Zweifellos hatte es 1979 eine Radikalisierung der wahhabistischen Geistlichen gegeben. Doch die wahhabistische Lehre gab es schon lange zuvor. Sie war stets ein tragender Bestandteil der drei saudischen Königreiche gewesen, die es seit 1743 auf der Arabischen Halbinsel gab und gibt. 1743 war das Jahr, in dem der fundamentalistische Religionsreformer, Muhammed Ibn Abdul Wahhab, mit dem ersten saudischen Lokalherrscher im Najd-Hochland einen Vertrag schloss. Ibn Abdul Wahhab war auf der Flucht wegen seiner damals unorthodox geltenden islamischen Doktrin. Im Vertrag mit dem „Emir“ (Befehlshaber) Mohammed Ibn Saud, erhielt Wahhab die Aufsicht über das Religionswesen – und Ibn Saud erhielt die Herrschaft über das Gebiet.
Das Gegenteil von „tolerantem Islam“
Beide haben Glaubenskriege gegen andersdenkende Muslime, Schiiten und sogar andere Sunniten geführt. Seither ist „Takfir“, die Beschuldigung, dass jemand ungläubig sei, und die Bestrafung dafür, ein wichtiger Bestandteil der Doktrin und der Praxis des Wahhabismus. Selbst Andersgläubige können beschuldigt und bestraft werden.

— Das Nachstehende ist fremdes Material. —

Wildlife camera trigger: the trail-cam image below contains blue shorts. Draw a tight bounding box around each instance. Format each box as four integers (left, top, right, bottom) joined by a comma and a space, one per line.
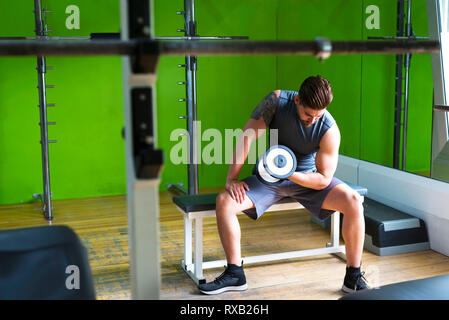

Dies alles ist also genau das Gegenteil von „tolerantem Islam“. Ob MBS sich dieser tieferen Wurzeln des Wahhabismus bewusst ist, und ob er auch sie „auszurotten“ gedenkt, geht aus seinen Ausführungen nicht hervor. Doch seine Erwähnung des Jahres 1979 legt die Vermutung nahe, dass er die früheren Zeiten und mit ihnen den wahhabitischen Kern der saudischen Herrschaft in einem allzu rosigen Licht sieht – oder sehen möchte. Dies würde heissen, dass er den althergebrachten, wahhabitisch gefärbten und verstandenen Islam des Königreiches nicht wirklich „auszurotten“ und von Grund auf zu verändern gedenkt.